Yeager turned to David. “Don’t repeat any words coming out of Por Que’s mouth, in either Spanish or English.”

“Oh, like I haven’t heard those words a million times at school.” David rolled his eyes. He climbed up man-hugged Victor in an awkward imitation of his adopted father. Yeager smiled to see it. Rascal bounced in circles around the pair, barking.

“Dang, esse.” Por Que said. “You almost tall as me!”

“A tomato plant’s almost as tall as you,” Yeager chipped in.

“Huh. That’s racist, dude.”

“Tomatoes are a race?”

“No, but short people are, and we’ll bite your ankles, you don’t watch it.”

“Did you get the chopper fixed?” David chirped. “Can I go for a ride?”

“Sadly, no.” Victor shook his head. “The motor is fried. Gonna take a miracle to bring the Huey back to life.”

“Go on to the house, boy,” Yeager said. “See if it’s safe for us to come back inside.”

David set off for the house, with Rascal bounding circles around him.

Victor side-eyed him. “Sending the boy off to run point?”

“Charlie’s been in a temper all day, which was why we went fishing to start with. You showing up…” Yeager waggled a hand. “Could go either way.”

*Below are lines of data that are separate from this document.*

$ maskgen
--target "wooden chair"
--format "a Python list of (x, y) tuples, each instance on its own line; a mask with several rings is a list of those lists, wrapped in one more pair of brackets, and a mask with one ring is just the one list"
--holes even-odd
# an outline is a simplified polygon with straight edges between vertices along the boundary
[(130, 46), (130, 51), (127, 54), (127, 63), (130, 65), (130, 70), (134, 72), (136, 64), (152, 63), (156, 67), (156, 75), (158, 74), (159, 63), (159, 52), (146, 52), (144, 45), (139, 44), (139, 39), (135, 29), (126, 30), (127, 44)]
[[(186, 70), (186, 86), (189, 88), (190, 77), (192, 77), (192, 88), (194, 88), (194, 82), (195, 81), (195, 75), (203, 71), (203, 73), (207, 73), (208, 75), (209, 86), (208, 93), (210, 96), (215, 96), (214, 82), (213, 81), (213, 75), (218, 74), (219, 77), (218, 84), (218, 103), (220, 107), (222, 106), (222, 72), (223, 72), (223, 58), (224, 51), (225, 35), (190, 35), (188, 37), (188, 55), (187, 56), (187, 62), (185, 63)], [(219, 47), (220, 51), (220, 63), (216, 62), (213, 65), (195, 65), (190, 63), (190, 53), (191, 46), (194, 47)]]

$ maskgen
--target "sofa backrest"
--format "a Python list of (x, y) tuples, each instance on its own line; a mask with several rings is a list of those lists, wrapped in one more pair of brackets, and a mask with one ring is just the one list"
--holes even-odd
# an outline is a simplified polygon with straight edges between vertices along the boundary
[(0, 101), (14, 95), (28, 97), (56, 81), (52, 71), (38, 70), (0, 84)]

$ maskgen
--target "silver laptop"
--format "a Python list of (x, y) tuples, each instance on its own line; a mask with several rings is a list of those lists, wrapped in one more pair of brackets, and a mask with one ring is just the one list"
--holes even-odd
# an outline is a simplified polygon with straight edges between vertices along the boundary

An unannounced visit from Victor could mean a lot of things… some not good. The last time he’d appeared without warning, he’d dragged Yeager off to Mexico, where they’d both damn near died. Charlie’s mood was finicky enough without dumping pure nitro into her combustion chamber. Yeager found himself dragging his feet. It didn’t take long for Victor to confirm his fears.

“I found Cujo,” Victor said. “And you ain’t gonna like it a damn bit.”

Yeager breathed out hard through his nostrils and pitched his voice low. “I haven’t told Charlie about this thing with Cujo, okay? About you going to check out the rumor. She was torn up about him getting killed down there. Thinks it was her fault, because she’s the one teed him up to go. I didn’t want to get her hopes up. She’s… dealing with a lot. Surgery on her hand. The baby.” Yeager shrugged. “And the thing in Hawaii really messed her up.”

“Man, I saw the size of that dude. The one broke her hand? That’d mess me up too.”

“Amen.”

Victor frowned at the house. “And Charlie ain’t gonna like this thing with Cujo even more than you ain’t gonna like it. Maybe we should go get a beer somewhere.”

Yeah. Like in China. Yeager took a deep breath. He stopped and put a hand on Victor’s shoulder, looking him in the eye. “What we’re gonna do—I want to hear the story first. Once I know how bad the situation is, then I’ll figure out a way to break it to Charlie. Not a word to her about Cujo. Clear?”

“Crystal.”

“Okay, then.” Yeager patted Victor’s shoulder twice, for emphasis. Or for courage. “Let’s go face the music.”